Local Congestion Mitigation (LCM) White Paper

Introduction

Service providers perform capacity management as part of the network design, implementation, and operation lifecycle. Capacity management encompasses three processes that provide a holistic approach to building and running a network efficiently.

A Holistic Approach

● Encompasses three processes – Solves different problems over different timeframes.

Table 1. Common processes performed by network operators as part of capacity management

	Network Engineering	Capacity Planning	Traffic Engineering
Timeframe	Long-term	Medium-term	Short-term
Problem Statement	Build your network capacity where you think your traffic will be in the future	Add network capacity where you think you will run out	Routing traffic where network capacity is
Inputs	Traffic demand matrix	Physical topology and projected growth, per flow demand matrix	Physical topology, optimizable and non-optimizable traffic
Objective	What is most effectively physical topology	How much capacity (and where) is required to support growth	How to achieve most efficient routing of demands
Complexity	Low	Medium	High

Network engineering tries to solve the problem of building out network capacity where traffic will be in the foreseeable future. It requires insights into customer traffic patterns and uses heuristics to project where and when to build these capacities. Considering viability and cost of procuring circuits and resiliency against failures, this process aims to come up with the most effective physical topology.

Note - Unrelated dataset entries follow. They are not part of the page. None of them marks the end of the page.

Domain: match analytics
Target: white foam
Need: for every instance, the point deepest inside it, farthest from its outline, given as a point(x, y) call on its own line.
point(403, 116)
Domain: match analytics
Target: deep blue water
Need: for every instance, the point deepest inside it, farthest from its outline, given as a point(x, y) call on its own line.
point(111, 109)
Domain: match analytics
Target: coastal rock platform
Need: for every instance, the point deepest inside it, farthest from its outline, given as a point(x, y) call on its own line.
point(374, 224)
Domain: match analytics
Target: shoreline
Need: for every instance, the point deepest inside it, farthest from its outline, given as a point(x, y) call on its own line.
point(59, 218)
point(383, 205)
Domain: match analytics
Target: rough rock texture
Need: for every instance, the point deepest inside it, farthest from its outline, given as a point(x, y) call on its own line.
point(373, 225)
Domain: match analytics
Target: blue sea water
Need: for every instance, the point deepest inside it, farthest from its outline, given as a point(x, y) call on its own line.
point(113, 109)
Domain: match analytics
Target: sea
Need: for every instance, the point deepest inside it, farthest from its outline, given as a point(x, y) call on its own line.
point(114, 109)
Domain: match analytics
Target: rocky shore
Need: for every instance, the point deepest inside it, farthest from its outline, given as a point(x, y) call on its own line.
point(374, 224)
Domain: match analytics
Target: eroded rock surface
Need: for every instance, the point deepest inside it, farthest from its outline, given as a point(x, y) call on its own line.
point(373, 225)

Capacity planning is performed on an ongoing basis based on current network utilization and projected traffic growth. Using the current topology and data from trending analysis and knowledge of any future events that may drive demand, capacity planning provides the operator with information on how much capacity to add and at which part of the network to support the projected growth.

Comparatively, traffic engineering is a shorter-term approach to the capacity management problem in which an operator tries to route traffic to where capacity is currently available, thereby making efficient use of the network. Traffic engineering is traditionally performed using a manual workflow by customers periodically (for example, twice a day), on an ongoing basis.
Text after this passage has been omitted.